The upgraded facilities include new polytunnels, a glasshouse, heat pump, sustainable water-use facilities and a 33KW solar farm installed on the site. Those green technologies, alongside the business focussed on reducing waste, will support the National Farmers’ Union’s net zero carbon goal for agriculture by 2040.
Mr Adams heard how the hub, which opened in 2015, works closely with local farmers to ensure innovations are aligned with what agriculture wants and needs. The facility offers new start-ups not just lab and office space, but also access to fields and farm machinery to allow pilot testing and the better commercialisation of ideas. NIAB also offers advice and support to help the businesses scale and bring products to market.
Another benefit of the hub is the networking potential for businesses, where talented people from different businesses mix in the same space, creating a mutually beneficial environment for growth.
An example of a business growing with support of the Hub is Agrigrub. It uses waste fruit and vegetables that would otherwise end up in landfill as feed for black solider fly larvae. These larvae are used in pet and livestock feed and their waste products may have a role in crop nutrition and protection. Another, Cambond, is developing a carbon neutral bio-resin adhesive from waste from the brewing industry.
Austen Adams said: “Cambridgeshire and Peterborough has some of the best quality farmland and most advanced farming enterprises in the UK. Linked to that, we also have great pedigree in agri-tech, a growing sector which is pioneering what food and farming will look like in decades to come.
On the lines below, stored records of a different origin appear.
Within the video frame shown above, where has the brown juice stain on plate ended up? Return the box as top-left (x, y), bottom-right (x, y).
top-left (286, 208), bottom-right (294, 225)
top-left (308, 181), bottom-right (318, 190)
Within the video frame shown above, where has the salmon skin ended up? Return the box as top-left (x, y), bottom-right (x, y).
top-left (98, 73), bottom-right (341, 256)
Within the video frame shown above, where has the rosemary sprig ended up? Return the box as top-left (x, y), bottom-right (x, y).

Our region has always been open to farming innovation and the upgraded facilities on show at this fantastic centre will contribute to furthering to our region as a world leader in this area.
“The obvious observation from the visit was not just the jobs that have been created on the site but the potential for the technologies which are being developed to evolve and scale up, creating even more employment and business opportunity in the future.
“Some of the environmental benefits that can flow from work being done here in waste reduction is really quite breathtaking, so I applaud NIAB for all they are doing to support this flourishing sector.”
NIAB’s Dr Lydia Smith, who manages the Eastern AgriTech Innovation Hub said: “It’s vital for our current, and future, licensees that investment was made in the site and we’re incredibly grateful for the Cambridgeshire and Peterborough Combined Authority Business Board’s support and funding.
“These emerging companies need a sustainable infrastructure to grow and create their products. We’re confident the improvements in the Eastern AgriTech Innovation Hub will allow SMEs to grow and prosper in the waste valorisation sector.
“It was a pleasure to show Austen around the Hub, including how the new and improved facilities are already starting to benefit our licensees.”